I write this because I care about the topic. I have to remember it’s only a blog, but this crossed the line of S&OP decency, especially coming from a Professor. The first sentence of the blog ‘The first time I Learned about S&OP was in 1991’, is followed in the second paragraph with ‘It was only 15 years later that S&OP popped up again’. The rest of the blog actually sort of proofs that the writer hasn’t moved on with S&OP since 1991. The blog ends with ‘my advice: meetings, excel and KISS’……WTF?
Have a read yourself and please let me know if I’m overreacting and I just have to accept that S&OP is a hot topic at the moment and everybody can say what they think about it. http://www.supplychainmovement.com/sop-the-single-plan-and-surprises/
And now over to the positive news is: Everybody can become an expert quit quickly. I tell you why.
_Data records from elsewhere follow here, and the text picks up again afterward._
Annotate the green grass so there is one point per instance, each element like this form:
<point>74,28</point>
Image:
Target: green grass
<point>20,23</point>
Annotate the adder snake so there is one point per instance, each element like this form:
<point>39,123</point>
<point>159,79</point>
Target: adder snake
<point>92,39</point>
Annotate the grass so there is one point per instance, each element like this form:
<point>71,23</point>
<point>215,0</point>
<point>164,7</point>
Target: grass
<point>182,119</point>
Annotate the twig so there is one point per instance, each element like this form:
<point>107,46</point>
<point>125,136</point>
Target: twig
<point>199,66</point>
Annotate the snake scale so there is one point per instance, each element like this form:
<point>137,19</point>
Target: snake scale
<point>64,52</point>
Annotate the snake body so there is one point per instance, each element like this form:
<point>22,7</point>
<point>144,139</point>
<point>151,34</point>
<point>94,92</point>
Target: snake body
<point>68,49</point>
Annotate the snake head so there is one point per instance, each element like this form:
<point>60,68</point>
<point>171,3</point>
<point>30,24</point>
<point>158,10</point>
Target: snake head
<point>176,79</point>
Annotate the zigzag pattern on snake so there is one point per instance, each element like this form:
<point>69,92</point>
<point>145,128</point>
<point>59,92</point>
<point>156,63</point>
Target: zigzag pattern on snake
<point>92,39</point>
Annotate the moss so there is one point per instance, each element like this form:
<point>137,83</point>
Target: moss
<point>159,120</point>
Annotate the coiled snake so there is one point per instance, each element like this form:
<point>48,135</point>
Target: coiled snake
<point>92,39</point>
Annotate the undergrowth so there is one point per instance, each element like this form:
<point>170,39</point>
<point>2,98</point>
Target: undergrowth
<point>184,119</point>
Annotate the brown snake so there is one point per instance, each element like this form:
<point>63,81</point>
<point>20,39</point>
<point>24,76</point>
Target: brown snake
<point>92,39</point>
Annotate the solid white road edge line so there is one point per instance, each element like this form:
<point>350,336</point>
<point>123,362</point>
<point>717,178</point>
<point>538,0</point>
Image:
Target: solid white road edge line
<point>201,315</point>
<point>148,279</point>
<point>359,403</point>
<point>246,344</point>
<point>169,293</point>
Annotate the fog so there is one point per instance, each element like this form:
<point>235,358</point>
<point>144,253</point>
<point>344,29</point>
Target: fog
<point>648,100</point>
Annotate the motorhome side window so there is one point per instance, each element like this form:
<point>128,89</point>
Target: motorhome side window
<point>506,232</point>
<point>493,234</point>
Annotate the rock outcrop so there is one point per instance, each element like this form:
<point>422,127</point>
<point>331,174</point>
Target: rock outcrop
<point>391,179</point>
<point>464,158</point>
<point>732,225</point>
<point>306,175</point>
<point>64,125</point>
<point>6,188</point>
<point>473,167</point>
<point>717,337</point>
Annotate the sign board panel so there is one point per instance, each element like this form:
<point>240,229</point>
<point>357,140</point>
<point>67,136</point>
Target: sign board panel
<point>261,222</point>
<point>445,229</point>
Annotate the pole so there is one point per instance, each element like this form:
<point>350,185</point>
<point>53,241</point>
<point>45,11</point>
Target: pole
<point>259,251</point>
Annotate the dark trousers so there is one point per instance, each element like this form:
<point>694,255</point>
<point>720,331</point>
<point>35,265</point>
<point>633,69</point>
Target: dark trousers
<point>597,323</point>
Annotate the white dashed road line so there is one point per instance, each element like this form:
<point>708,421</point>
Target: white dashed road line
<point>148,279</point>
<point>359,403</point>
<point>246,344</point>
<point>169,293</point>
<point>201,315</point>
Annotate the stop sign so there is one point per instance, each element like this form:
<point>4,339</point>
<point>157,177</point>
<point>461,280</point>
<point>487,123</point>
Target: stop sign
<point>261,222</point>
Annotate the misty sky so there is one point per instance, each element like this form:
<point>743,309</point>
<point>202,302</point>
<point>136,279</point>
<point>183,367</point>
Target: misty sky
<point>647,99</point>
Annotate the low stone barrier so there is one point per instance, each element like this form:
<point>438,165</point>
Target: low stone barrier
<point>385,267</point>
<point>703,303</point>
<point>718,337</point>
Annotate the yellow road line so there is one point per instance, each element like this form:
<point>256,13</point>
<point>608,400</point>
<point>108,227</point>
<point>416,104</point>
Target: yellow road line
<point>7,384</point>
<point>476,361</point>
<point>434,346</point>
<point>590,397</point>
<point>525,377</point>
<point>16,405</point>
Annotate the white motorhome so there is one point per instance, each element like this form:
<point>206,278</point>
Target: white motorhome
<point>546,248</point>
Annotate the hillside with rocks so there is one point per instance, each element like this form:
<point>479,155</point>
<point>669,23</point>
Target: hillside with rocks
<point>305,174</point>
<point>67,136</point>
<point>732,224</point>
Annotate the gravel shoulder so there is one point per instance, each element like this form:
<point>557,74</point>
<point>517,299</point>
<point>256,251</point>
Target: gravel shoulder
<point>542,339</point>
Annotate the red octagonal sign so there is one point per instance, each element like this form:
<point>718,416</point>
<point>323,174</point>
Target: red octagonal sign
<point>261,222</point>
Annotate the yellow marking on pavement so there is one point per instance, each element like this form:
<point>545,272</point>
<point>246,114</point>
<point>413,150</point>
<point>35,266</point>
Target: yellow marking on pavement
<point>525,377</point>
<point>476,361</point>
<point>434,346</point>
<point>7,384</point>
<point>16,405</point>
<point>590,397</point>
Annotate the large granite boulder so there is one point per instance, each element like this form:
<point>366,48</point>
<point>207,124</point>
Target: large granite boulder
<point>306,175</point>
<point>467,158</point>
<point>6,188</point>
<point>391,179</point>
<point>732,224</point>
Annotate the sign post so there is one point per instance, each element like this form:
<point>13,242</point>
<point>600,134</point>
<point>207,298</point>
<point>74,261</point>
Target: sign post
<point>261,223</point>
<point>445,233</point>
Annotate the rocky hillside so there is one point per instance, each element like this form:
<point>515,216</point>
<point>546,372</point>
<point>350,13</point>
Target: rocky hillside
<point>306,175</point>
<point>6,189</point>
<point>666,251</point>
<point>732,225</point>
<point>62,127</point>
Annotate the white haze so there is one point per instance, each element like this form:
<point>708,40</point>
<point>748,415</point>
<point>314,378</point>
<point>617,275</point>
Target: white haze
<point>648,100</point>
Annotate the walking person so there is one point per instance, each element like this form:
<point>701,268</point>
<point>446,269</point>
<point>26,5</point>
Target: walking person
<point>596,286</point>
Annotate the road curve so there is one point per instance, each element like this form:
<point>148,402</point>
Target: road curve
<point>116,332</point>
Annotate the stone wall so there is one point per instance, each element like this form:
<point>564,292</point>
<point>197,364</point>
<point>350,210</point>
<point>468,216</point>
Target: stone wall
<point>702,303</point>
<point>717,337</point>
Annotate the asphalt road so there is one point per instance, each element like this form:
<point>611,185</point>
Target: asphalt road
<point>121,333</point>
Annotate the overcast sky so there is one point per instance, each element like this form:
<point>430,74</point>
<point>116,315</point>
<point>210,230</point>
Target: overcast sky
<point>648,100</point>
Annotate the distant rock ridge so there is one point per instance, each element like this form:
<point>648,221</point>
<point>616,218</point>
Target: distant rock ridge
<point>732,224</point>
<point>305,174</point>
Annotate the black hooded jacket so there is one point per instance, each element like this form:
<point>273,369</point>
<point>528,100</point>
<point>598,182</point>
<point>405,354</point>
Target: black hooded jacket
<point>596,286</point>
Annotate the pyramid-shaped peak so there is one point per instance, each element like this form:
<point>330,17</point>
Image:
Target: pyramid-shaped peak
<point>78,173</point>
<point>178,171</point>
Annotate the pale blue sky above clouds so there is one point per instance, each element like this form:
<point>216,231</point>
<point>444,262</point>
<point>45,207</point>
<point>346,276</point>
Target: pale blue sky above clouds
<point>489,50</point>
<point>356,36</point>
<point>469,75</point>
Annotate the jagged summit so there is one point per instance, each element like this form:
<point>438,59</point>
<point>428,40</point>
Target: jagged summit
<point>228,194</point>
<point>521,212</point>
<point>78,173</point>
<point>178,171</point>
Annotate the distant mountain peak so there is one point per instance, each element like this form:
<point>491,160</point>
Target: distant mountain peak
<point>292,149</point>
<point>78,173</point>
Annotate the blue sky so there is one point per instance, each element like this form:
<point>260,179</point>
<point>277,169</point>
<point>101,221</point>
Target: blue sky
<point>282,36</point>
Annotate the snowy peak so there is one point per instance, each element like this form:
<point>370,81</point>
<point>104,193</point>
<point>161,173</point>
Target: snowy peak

It is almost 15 years ago that McKinsey asked me as a subject matter expert for a research interview on the development of e-marketplaces. I worked at IBM and was on top of the B2B alliances between IBM, i2, and Ariba. I went to i2 Tradematrix seminars in several countries and was on top of things. The internet and integrated planning dreams of then are now mostly reality. I still respect the visionary view of i2 back then, although this was all just before the IT bubble busted. But hey, at 26, I was the expert being interviewed by those smart guys from McKinsey. Cool huh?
I might just move on from S&OP and pick a small niche and start reading up. Before I know I’m one of few subject matter experts. As I’m working on developing an app with supply chain capability, I might just become an expert in apps!